Konya Millet Kıraathaneleri, Türkiye’de ikinci olarak açılmıştır. İlki İstanbul Zeytinburnu’nda açıldı. Millet Kıraathanelerinde boş durulmuyor dedik. Kitap okuma dışında gençlerle söyleşi de yapılıyor. Belli bir çalışma takvimi oluşturulmuş. Kıraathanedeki yetkili kızımız;

"Hocam isterseniz size de bir söyleşi zamanı ayarlayalım” dedi. 

Bendeniz de;

"Tabii neden olmasın” cevabını verdim. Bunun üzerine;

-"Hocam, Şubat ayı dolu, size Mart ayında uygun bir tarihe yazacağım.
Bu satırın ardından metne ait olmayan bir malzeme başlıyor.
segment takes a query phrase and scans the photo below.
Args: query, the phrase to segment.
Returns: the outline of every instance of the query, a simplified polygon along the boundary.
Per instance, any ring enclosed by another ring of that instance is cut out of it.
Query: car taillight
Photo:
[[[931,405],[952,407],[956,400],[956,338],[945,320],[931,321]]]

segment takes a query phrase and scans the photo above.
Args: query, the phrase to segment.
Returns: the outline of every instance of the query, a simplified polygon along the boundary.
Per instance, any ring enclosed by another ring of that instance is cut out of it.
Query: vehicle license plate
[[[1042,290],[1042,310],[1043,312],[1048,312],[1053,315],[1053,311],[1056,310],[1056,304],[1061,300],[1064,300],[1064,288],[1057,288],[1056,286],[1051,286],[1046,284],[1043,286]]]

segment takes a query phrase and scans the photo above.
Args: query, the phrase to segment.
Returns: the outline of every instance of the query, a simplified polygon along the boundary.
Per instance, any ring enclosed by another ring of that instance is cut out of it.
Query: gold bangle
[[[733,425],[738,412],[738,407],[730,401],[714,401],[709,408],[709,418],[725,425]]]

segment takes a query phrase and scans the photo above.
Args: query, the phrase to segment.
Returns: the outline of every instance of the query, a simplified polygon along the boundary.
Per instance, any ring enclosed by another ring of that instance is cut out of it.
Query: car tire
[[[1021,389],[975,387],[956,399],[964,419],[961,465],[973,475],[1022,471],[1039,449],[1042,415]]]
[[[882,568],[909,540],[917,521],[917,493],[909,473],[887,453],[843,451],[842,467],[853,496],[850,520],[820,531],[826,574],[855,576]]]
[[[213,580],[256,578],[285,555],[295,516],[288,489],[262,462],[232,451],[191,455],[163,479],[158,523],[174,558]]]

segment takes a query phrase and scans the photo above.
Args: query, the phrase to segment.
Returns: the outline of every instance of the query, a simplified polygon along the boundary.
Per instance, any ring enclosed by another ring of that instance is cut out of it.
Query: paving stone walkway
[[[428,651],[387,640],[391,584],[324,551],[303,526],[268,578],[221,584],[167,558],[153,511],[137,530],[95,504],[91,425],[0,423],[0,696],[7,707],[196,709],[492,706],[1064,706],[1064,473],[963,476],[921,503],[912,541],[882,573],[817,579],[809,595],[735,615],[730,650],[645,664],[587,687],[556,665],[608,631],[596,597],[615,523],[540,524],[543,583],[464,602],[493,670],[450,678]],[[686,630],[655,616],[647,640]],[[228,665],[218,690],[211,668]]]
Kesin tarih ve saatini ilerde bildireceğim” dedi. İnşaallah Mart ayı içinde burada gençlerle; "Kur’anca Düşünce” konulu bir söyleşi yapacağım. Söyleşi sadece gençlere değil, arzu eden herkese açıktır.        

Bendenizi sevindiren bir başka husus da şu oldu; yetkili kızımızın elinde sadreddin Konevi ile ilgili bir kitap vardı. Tasavvufa meraklıymış. Dedi ki;

-"Hocam, Sadreddin Konevi’yi okurken zorlanıyorum. Bu konuda ne yapmalıyım?” 

Şu karşılığı verdim;

-"Tasavvuf kitapları ve tasavvufi terimlere aşinalık kazanmalısın. Değilse biraz zorlanırsın”. 

Çok güzel bir ziyaret ve çok iyi bir sohbet oldu. Tüm yazar arkadaşların burada söyleşi yapmalarını sağlık veririm. Uygun bir ortam, bakir bir mekan ve bilgiye aç insanlar. 

Bu Kıraathaneler; Kültür dostlarının yeri, buralar irfan sofrası. 

 

Kültür Dostları!

 

Tüm kültür dostu burada toplanmış

Gönül kabesini yapmak istiyor

Hepsi, şiirle, kültürle kodlanmış

Ruh alemine akmak istiyor

Dinle her birinin hikayesini

Ne acılar, ne hüzünler görürsün

Dinle, bak, her birinin gayesini

Kırmızı, siyah desenler görürsün

Hayat bunların içine işlemiş

Hepsinde bora esenler görürsün

Kimini, öyle ve böyle dışlamış!

 

 

İrfan Sofrası!

 

Hakkı konuşarak, sohbeti kıyamlandırmak,

İhsan okulunda, sözü kıvamlandırmak

Ya hayır söylemek, ya da anlamlandırmak

Âlimler içinde, ârifçe sohbet ne güzel!

 

Sohbet ortamında, sevgi çiçekleri açar,

Edip insanlar dili tatlı, inciler saçar.

İrfan okulunda talebe olmak ne güzel,

İhsan sofrasında, dostlarla sohbet ne güzel!

 

Sözlerde; ne riya, ne yalan, ne de maske var,

Satır satır, cümle cümle, kalbe mesaj akar.

Dinleyene zevk verir, konuşan hak’la bakar.

Ârif meclisinde insanca bakmak ne güzel! 

 

İrfan okulunda; insanı dost eylemişler, 

Gönüllere girmiş, ihsanı dest eylemişler,

Gönül Kâbesi’ni fethetmiş, mest eylemişler,

Dost bahçelerinde gül olup açmak ne güzel!

 

İnsanı güzel, hayvanı güzel, dağı güzel,

İrfanî elle beslenen üzümü, bağı güzel,

İlimle örülmüş gönüller ağı güzel. 

İhsanla bakan göz, insanî hayat ne güzel!